Can you elaborate on how the models have changed, please?

Yes. The consumer demand fundamentally for the category is significantly higher, and there's been less concern about specific price points during the pandemic. There has been almost no promotion in this category in the latter half of the year, including during critical holiday periods of Q4, and yet demand remained strong through that period because consumers are using the product more.

Operator

Our next question comes from Kaumil Gajrawala with Credit Suisse.

Speaker 6

I wanted to see if we could dissect the revenue outlook a little bit. It looks like you have more demand for your categories. You've got inventory that you need to replenish at retail and there will be some pricing in that figure. Can you maybe try to break down whether it's a third, a third, and a third or half and two quarters? Just breaking down the guide for the full year, not for the quarter, but for the full of '21?

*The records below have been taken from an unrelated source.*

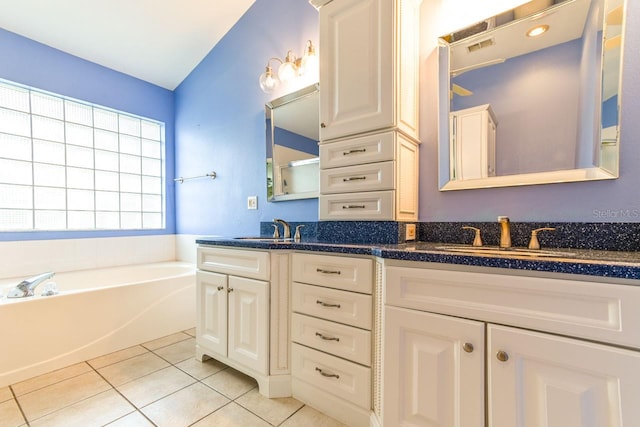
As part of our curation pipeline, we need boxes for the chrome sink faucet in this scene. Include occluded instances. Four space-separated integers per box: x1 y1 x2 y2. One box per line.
273 218 291 239
498 216 511 248
7 271 55 298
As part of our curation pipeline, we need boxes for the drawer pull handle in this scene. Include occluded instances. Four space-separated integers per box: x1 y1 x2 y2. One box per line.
316 332 340 342
316 300 340 308
316 268 340 274
316 367 340 379
342 148 367 156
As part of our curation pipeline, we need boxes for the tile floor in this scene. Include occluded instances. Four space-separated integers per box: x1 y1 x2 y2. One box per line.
0 330 343 427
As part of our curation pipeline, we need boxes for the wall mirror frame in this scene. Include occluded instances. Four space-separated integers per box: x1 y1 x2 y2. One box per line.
438 0 626 191
265 83 320 202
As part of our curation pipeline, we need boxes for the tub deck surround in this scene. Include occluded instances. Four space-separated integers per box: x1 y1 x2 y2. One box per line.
0 262 195 387
196 237 640 280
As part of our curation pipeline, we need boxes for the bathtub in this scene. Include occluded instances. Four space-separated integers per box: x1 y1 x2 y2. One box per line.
0 262 195 387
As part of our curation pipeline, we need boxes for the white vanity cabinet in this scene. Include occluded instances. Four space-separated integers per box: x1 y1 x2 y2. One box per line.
196 246 291 397
291 253 373 427
382 262 640 427
312 0 421 221
449 104 498 180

The lion's share of that is pricing. I don't know if I can give you the exact percentages, but greater than 60% of that is in the overall pricing.

And particularly in Q1.

Speaker 6

When I consider the revenue growth versus EBITDA, it seems like you're taking a whole series of measures, including pricing, to manage inflation on raw materials. It looks like you're looking at EBITDA to be closer to flat for the full year, but revenue is up for the full year. Is that just you're taking as much as you can, but expecting some contraction, or is there something else happening between those two line items?

No, it's a couple of variables in there. Obviously, there's the timing impact. Lance has talked about the overall lag we can sometimes have on pricing. That's a big variable in the overall change you’re looking at.

Operator

Thank you. There are no further questions at this time. I would like to turn the floor back over to Lance Mitchell for any closing comments.

I would like to thank all of you for your questions. We value your perspectives and appreciate the time you've taken to be with us this evening. Please stay safe. Thank you.

Operator

This concludes today's call. You may disconnect your lines at this time. Thank you for your participation, and have a wonderful evening.